O paciente evolui com comportamento disruptivo e dificuldades adaptativas. Segue com oscilações de humor, labilidade afetiva, agitação psicomotora e impulsividade. (…) Recomenda-se tratamento multidisciplinar em saúde mental, sob supervisão e regime integral.
Laudo médico
“Esse laudo só veio quando ele já tinha sofrido todos os horrores de violências e violações”, completa Verônica.
Detenções
Ao longo da curta vida, Gerson foi detido diversas vezes por crimes de baixo potencial ofensivo e chegou a ser internado em centros socioeducativos. “Ele gostava de estar lá, se sentia seguro e era medicado”, diz a conselheira.
Mas, ao atingir a maioridade, suas ações passaram a ter consequências maiores. “Ensinaram ele a ligar motos achadas na rua. Ele pegava, andava e depois deixava na delegacia. Todo mundo aqui o conhecia e ligava pra gente, porque o caso dele era de saúde mental, não de segurança.”
Na semana passada, ele foi detido pela última vez após tentar arrombar um caixa eletrônico. Ao ver o carro da polícia, teria arremessado pedras.
Preso em flagrante, foi levado ao Presídio do Roger, em João Pessoa, mas liberado no dia seguinte, após audiência de custódia, e encaminhado para tratamento psiquiátrico. Na decisão, consta um diagnóstico mais recente informando que, além do retardo, cita que ele tem esquizofrenia.
O diretor do presídio, Edmilson Alves, gravou um vídeo após a morte e confirmou que Gerson teve seis passagens pelo local desde os 18 anos.
“A gente sabia que ele precisava de ajuda e de tratamento. A Justiça também entendeu que o local dele não era o presídio e decidiu que ele iria para o Caps [Centro de Atenção Psicossocial]”, conta.

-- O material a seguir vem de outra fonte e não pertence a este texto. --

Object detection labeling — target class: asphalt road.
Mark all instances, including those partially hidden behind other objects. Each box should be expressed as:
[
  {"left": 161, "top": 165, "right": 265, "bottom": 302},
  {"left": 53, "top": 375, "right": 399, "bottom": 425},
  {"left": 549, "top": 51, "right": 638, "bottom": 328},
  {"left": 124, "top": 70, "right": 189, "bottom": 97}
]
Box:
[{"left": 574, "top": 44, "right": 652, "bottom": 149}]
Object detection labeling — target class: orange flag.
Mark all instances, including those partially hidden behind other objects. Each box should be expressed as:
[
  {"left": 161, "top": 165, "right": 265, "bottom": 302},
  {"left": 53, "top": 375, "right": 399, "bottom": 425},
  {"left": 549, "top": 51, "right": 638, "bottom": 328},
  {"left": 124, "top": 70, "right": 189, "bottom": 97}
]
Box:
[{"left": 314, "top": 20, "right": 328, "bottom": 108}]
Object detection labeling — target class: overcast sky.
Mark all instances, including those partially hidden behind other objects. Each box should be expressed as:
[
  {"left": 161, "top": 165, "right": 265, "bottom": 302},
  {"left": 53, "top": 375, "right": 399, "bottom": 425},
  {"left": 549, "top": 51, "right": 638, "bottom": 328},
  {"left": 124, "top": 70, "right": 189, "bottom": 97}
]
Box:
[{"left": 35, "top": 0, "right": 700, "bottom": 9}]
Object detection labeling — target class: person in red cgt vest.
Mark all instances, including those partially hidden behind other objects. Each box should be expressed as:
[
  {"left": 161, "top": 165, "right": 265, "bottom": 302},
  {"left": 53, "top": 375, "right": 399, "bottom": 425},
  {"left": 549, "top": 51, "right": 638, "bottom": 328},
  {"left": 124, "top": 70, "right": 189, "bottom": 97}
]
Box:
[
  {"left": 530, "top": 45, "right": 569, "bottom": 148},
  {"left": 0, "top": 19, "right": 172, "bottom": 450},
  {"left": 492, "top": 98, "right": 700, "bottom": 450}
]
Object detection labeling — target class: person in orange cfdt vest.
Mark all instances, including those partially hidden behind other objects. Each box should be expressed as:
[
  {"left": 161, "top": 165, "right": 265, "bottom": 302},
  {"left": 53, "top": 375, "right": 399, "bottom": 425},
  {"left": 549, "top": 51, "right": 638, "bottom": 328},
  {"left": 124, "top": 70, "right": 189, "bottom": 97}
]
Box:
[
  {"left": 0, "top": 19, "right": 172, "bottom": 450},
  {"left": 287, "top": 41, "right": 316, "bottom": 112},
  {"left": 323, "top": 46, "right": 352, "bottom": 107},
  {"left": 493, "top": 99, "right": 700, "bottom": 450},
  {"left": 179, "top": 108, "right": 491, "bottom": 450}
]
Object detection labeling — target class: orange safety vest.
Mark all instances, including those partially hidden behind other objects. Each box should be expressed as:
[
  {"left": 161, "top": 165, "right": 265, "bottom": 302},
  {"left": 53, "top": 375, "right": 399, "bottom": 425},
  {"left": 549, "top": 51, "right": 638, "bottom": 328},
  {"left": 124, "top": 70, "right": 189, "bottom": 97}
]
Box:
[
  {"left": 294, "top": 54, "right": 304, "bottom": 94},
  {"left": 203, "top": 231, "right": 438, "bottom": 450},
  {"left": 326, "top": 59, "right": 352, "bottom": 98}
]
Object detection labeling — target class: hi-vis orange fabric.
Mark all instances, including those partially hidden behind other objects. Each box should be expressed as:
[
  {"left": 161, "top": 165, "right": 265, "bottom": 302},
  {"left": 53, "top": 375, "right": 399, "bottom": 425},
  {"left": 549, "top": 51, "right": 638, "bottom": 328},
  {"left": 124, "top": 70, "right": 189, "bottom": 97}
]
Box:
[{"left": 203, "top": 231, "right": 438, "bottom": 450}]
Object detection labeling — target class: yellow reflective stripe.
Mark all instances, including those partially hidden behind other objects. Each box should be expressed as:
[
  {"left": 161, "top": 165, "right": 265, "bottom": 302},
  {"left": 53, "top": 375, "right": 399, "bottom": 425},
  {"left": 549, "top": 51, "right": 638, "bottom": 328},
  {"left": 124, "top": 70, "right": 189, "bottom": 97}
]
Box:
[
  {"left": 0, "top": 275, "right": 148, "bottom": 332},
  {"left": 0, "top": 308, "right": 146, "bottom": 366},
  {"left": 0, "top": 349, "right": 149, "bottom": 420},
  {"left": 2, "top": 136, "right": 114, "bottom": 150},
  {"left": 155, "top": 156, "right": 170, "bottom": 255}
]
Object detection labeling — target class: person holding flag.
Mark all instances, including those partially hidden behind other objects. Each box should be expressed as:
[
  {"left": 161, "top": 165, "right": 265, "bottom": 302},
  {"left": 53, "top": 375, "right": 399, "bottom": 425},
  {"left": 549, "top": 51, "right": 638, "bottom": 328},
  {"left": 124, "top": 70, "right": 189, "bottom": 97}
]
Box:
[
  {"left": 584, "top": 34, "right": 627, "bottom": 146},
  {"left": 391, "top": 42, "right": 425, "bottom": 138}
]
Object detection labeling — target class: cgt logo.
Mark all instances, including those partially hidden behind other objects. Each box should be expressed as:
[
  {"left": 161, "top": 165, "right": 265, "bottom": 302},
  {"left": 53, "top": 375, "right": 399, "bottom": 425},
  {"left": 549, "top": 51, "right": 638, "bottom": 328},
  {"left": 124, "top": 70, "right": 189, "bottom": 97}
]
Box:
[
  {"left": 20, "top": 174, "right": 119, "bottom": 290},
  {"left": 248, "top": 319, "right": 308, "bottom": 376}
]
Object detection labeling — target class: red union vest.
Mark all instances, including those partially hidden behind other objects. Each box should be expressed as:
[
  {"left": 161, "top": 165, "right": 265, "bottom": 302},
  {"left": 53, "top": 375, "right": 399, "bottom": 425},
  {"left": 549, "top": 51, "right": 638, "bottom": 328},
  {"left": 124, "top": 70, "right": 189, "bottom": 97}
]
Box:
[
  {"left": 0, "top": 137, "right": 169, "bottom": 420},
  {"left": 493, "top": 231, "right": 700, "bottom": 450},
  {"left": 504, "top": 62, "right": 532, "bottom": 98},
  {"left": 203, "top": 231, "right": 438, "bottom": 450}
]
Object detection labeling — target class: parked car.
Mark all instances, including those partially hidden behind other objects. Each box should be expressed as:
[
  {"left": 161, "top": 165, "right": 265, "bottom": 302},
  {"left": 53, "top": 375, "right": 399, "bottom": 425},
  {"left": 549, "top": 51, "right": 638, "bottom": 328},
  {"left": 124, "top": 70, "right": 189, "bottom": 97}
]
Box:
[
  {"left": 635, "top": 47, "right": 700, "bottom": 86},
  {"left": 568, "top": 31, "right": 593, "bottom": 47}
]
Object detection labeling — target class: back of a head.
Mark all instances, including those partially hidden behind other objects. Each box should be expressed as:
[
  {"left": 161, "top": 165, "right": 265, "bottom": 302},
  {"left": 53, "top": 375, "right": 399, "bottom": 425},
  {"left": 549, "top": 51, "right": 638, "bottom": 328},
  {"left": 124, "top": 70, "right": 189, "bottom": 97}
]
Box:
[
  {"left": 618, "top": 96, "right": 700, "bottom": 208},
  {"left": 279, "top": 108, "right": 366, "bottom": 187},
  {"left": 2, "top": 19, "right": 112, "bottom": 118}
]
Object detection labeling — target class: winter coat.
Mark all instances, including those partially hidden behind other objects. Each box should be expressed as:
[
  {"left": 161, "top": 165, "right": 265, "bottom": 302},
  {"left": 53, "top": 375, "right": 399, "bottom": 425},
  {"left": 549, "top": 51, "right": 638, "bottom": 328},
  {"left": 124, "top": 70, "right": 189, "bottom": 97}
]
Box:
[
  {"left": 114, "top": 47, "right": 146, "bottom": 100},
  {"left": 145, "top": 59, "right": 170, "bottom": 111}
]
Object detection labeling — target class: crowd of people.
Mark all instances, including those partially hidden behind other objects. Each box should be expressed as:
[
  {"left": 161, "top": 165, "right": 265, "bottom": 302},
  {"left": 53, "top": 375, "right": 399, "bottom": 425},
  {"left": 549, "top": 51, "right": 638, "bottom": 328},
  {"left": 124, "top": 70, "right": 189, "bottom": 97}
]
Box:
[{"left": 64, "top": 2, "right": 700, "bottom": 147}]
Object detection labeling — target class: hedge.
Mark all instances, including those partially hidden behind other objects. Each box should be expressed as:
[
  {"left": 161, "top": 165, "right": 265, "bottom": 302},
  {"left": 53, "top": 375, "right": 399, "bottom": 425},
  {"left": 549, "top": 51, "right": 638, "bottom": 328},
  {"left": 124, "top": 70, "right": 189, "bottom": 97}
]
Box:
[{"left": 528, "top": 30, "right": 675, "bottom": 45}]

A maioria dos crimes de Vaqueirinho [como era conhecido] era por dano e pequenos furtos. Não estou romantizando, mas era um rapaz com problemas mentais, e a gente alertou. Posso dizer com certeza: a nossa parte, o sistema penitenciário fez. – Edmilson Alves
Volta ao conselho
Um dia após ser solto, Gerson procurou o Conselho Tutelar.
“Ele me falou: ‘Tia Verônica, o cara do presídio disse que eu tenho que tirar a carteira de trabalho, a senhora me ajuda?’ Eu fiz uma cópia e expliquei onde ele devia ir”, conta.
Gerson não tinha casa fixa. Passava a maior parte das noites na casa da avó esquizofrênica, que o deixava dormir lá. “Mas ele era inquieto, vivia andando”, lembra Verônica.
Ela afirma que Gerson foi vítima da falta de assistência em saúde mental em João Pessoa. “Por que precisou morrer para se provar que ele tinha deficiência mental e precisava de cuidados? Que fique o exemplo para todos.”
O caos na cidade é claro pela falta de locais para onde levar pacientes. Ele precisava ser internado, ter tratamento. Temos um procedimento aqui sobre ele com mais de 100 páginas, sem nunca ter solução. É muito triste ele morrer porque ninguém fez nada.
Verônica Oliveira
A coluna procurou a Prefeitura de João Pessoa para comentar sobre os cuidados na área de saúde mental, e aguarda retorno. O espaço segue aberto.